Les « fictions juridiques », j’adore.
Surtout quand le fisc s’en mêle.
Prenez un principe simple : Une personne physique
n’a qu’un seul patrimoine (une seule identité, un seul domicile)… hors
exception que sont notamment les « patrimoines d’affectation » dont
il se dessaisit, notamment au bénéfice d’une « personne-morale » ad hoc : Sociétés, fondations
(impôts et taxes), etc.
Ce n’est plus à lui et parfois on accepte qu’il en
retire les fruits…
Dans les personnes-morales (de pures fiction), il y en
a des quantités phénoménales de type divers, dont le traitement fiscal
peut-être scindé caricaturalement en deux types : Celles qui payent l’impôt
sur leurs résultats et celle qui ne le paye pas.
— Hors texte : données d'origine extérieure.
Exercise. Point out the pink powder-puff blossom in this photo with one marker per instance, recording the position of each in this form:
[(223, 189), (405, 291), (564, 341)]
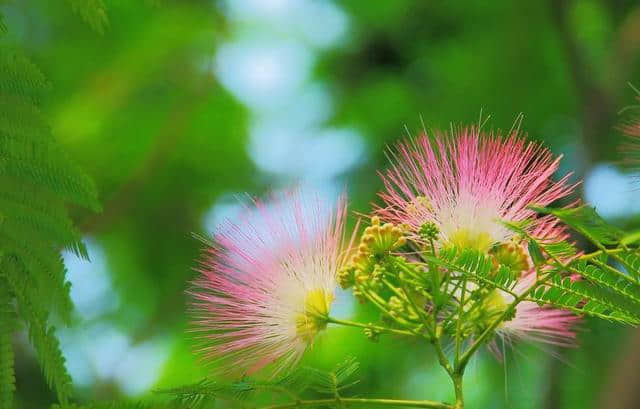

Ce sont les membres « ayant-droit »
qui le paye, que les résultats soient restitués ou non d’ailleurs.
C’est notamment le cas dans les sociétés « fiscalement
translucides », sociétés civiles, immobilières ou non.
Les résultats des sociétés de personnes sont imposés
ou déduits au niveau de leurs associés (on parle de sociétés « translucides
fiscalement »).
Que le Conseil d’État a, à plusieurs reprises redit le
principe de l’article 8 du CGI, notamment en matière de réalisation de
plus-values par la société (CE, 16 février 2000, SA Ets Quemener et CE, 9 mars
2005, Baradé, par exemple).
Et vient de confirmer la solution.
Conseil d’État, requête n° 389990
Mentionné dans les tables du recueil Lebon
3ème – 8ème chambres réunies
Mme Anne Egerszegi, rapporteur ; M. Vincent
Daumas, rapporteur public ; SCP BARADUC, DUHAMEL, RAMEIX, avocats.
Lecture du mercredi 8 novembre 2017
REPUBLIQUE FRANCAISE
AU NOM DU PEUPLE FRANCAIS
Vu la procédure suivante :
Procédure contentieuse antérieure
M. B… A…a demandé au tribunal administratif de
Strasbourg la décharge des cotisations supplémentaires d’impôt sur le revenu et
de contributions sociales auxquelles il a été assujetti au titre de l’année
2004 en tant qu’elles proviennent de l’imposition de la plus-value résultant de
la dissolution de la SCI Joluger, ainsi que des pénalités correspondantes. Par
un jugement n° 0701715 du 17 juin 2000, le tribunal administratif de Strasbourg,
après avoir décidé qu’il n’y avait pas lieu de statuer sur les conclusions de
la demande à hauteur du dégrèvement intervenu en cours d’instance, a rejeté le
surplus des conclusions de M.A…
Par un arrêt n° 10NC01337 du 8 décembre 2011, la cour
administrative d’appel de Nancy, faisant droit à l’appel de M.A…, a annulé ce
jugement et déchargé le contribuable des suppléments d’impôt en litige.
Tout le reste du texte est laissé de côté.